O yüzden de, ne sen, ne de sanat camiamızda maalesef çokça rastlanan senin gibileri, saygıdeğer sanatçılar değilsiniz! Ve son olarak; başörtülülere, ve sizden farklı olan herkese, alışsanız iyi olur! Çünkü biz hep burada, gözünüzün dibinde olacağız! Ve ben
sizle kavga ederek yaşamak istemiyorum! Benim dinimden bile olmayanların ülkelerinde yapabildiğim gibi tanımadıklarıma bile tebessüm ederek ve selamlaşarak huzurla yaşamak istiyorum! inanın siz de daha huzurlu olacaksınız..."

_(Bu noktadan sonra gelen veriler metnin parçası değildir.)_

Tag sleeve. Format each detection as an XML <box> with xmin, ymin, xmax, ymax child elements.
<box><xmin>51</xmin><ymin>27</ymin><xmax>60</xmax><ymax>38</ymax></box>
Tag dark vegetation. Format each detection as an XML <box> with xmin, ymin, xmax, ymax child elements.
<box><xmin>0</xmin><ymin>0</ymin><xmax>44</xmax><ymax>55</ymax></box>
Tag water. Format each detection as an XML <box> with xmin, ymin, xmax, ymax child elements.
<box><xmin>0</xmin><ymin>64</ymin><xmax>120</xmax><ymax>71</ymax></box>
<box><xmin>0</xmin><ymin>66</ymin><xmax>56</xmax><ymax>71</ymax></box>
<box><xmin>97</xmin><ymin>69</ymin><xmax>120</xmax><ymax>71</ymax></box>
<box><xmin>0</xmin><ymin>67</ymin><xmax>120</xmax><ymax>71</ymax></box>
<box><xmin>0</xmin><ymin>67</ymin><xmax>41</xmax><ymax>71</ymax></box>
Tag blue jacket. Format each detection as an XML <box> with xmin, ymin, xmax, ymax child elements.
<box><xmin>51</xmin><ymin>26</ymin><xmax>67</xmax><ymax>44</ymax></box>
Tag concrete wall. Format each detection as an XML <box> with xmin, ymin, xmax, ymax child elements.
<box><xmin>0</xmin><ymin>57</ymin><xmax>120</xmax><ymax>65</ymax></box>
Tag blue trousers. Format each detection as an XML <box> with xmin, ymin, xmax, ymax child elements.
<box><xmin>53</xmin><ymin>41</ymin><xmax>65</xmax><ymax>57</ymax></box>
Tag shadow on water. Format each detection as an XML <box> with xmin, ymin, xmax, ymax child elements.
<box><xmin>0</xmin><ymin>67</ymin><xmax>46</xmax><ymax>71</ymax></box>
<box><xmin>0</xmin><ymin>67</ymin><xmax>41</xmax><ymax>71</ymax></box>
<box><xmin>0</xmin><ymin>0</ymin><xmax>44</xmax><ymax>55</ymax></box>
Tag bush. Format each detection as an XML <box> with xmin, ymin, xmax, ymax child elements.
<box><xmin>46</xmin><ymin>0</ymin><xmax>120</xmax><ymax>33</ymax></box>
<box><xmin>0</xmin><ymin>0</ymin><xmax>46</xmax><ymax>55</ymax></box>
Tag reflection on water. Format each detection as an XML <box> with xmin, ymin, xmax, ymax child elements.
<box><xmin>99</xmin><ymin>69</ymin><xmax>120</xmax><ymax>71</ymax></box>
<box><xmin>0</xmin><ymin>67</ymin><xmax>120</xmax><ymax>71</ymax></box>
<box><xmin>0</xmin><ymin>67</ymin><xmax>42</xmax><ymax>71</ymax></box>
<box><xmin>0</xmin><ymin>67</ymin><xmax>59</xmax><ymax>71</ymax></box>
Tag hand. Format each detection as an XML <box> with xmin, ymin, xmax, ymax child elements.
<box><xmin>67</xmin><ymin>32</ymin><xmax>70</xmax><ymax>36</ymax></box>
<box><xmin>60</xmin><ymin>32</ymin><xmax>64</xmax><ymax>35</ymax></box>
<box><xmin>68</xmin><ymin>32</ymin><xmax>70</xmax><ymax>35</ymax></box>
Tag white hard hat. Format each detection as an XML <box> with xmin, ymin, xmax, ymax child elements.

okumaya üşenenler için özet ; "Sadece en önde yer kaldığı için oraya oturdum. Ne garip değil mi? En önde yer kalmıştı. Ha bir de ben öyle halktan bir insanım ya , boş yerleri arıyordum. Neyse , benim ağzımda sakız vardı. Böyle açtım ağzımı , göstere göstere çiğniyorum. Sonra terbiyesiz , pislik faşist oyuncunun teki bana kaş göz bir şeyler yaptı. Önce anlamadım -salağım ya-. Ama sonra sakız çiğneme işareti yaptı. Ama asıl kastettiği başörtümdü. Evet bunu biliyorudum. Kesin , başörtüme takmıştı , hayvan sanatçımsı. Mektubumun bundan sonrasını o pislik faşist başörtü düşmanı insanımsı yaratığa hakaretlerimle doldurdum. Ben başörtülüyüm , tamam mı? Ayrıca hemen babama da şikayet ediyorum ona göre. Ayık olun!"